Ports of Madeira are part of a research project that received funding of 11 million euros

APRAM – Administration of Ports of the Autonomous Region of Madeira is part of the SHIFT to Direct Current (SHIFT2DC) research project, which received funding of more than 11 million euros, within the scope of the Horizon Europe Program.

“SHIFT2DC’s main objective is to create more intelligent, efficient and sustainable energy infrastructures, through direct current (DC) solutions. This project, led by INESC-ID (Institute of Systems and Computer Engineering, Research and Development ), intends to promote economic and sustainable energy alternatives, carrying out detailed analyzes to ensure viability, cost-benefit, life cycle and environmental impact”, explains APRAM through a press release.

The Port of Funchal is one of the four locations chosen and the only one in Portugal, in partnership with the Madeira Electricity Company, test medium and low voltage DC solutions in a real scenario, with the other demonstrators being in Germany (Datacenter and Industry) and in France (Buildings).

“Our participation in this project demonstrates APRAM’s commitment and commitment to finding more efficient, sustainable and intelligent energy solutions for Madeira’s port infrastructure and equipment”, says Paula Cabaço, president of the APRAM Board of Directors. 

And he concludes: “As this is a project of international dimension, the fact that APRAM was chosen to be one of the four test sites, in a real context, shows that we are on the right track.” 

The project coordinator, Hugo Morais, from INESC-ID, highlights that “tests and validations in the real world are actually one of the most exciting aspects of the SHIFT2DC project.

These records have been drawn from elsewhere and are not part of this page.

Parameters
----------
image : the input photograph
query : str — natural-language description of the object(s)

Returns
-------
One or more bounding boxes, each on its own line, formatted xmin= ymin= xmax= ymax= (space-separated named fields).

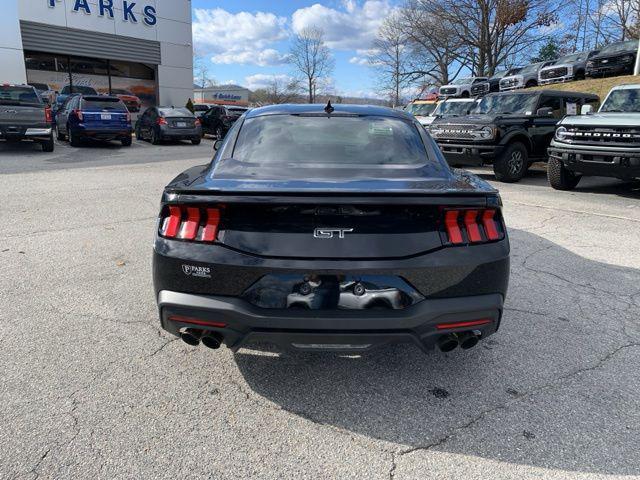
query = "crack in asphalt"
xmin=0 ymin=215 xmax=156 ymax=240
xmin=509 ymin=201 xmax=640 ymax=223
xmin=396 ymin=342 xmax=640 ymax=457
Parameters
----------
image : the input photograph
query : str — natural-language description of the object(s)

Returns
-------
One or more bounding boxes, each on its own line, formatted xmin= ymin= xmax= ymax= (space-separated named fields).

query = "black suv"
xmin=200 ymin=105 xmax=247 ymax=139
xmin=429 ymin=90 xmax=599 ymax=182
xmin=586 ymin=40 xmax=638 ymax=77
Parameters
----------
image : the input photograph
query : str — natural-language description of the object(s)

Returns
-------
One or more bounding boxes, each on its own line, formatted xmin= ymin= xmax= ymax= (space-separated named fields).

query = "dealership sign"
xmin=47 ymin=0 xmax=158 ymax=27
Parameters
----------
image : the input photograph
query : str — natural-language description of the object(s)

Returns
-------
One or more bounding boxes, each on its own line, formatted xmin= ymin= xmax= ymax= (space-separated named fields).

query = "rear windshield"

This will allow the evaluation of methodologies and control tools, as well as control conditions implementation for medium voltage and low voltage DC systems. In each demonstrator, the project will highlight the advantages of DC solutions compared to traditional alternating current solutions.”

SHIFT2DC will last 42 months, bringing together a group of more than 30 partners from 12 countries: Germany, Belgium, Spain, Estonia, France, Netherlands, Hungary, Italy, Czech Republic, Sweden, Switzerland and, of course, Portugal.